Russians brood, Americans get depressed
Americans had more symptoms of depression than Russians, who generally are believed to be unhappier than Americans.
Thu, Jul 15, 2010 at 12:37 PM
COPING: Studies show that it is possible for culture to affect how people reflect on and adapt to negative experiences. (Photo: jupiterimages)
NEW YORK - Russians dwell on negative emotions much as novelists Fyodor Dostoyevsky and Leo Tolstoy so famously detailed, but they are less likely to become depressed than Americans, according to two new studies.
"It seems that even though Russians brood and contemplate more than Americans, it is not the factor that contributes to them being so unhappy," said Igor Grossmann, the University of Michigan researcher who worked on the studies.
Americans had more symptoms of depression than Russians, who generally are believed to be unhappier than Americans, when reflecting on negative experiences, the studies, which will be published in the journal Psychological Science, showed.

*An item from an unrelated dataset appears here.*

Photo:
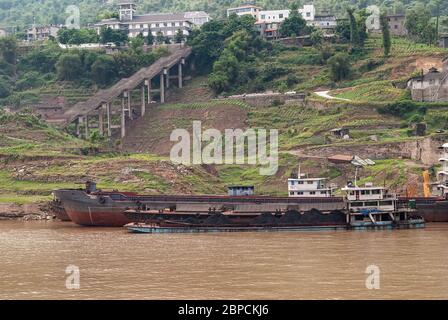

When Russians reflect on negative feelings, they are able to distance themselves and have fewer symptoms of depression than Americans, according to the first study, which included U.S. and Russian students.
Symptoms of depression include negative thoughts, feelings of being punished, a decrease in sleep or appetite, feelings of guilt or past failures and pessimism.
In the second study, researchers measured the level of distress of the students after they recalled and analyzed a recent anger-related experience with another person.
In that case as well, Russians were less distressed after having dwelled on such an experience, were less likely to blame the other person for the situation and were able to distance themselves more easily from the event.
"They have the view of a fly on the wall rather than looking at it through their own eyes," Grossman explained.
Grossmann, who co-authored the article, said the studies show that it is possible for culture to affect how people reflect on and adapt to negative experiences.
The studies were conducted jointly with the National Institute of Mental Health.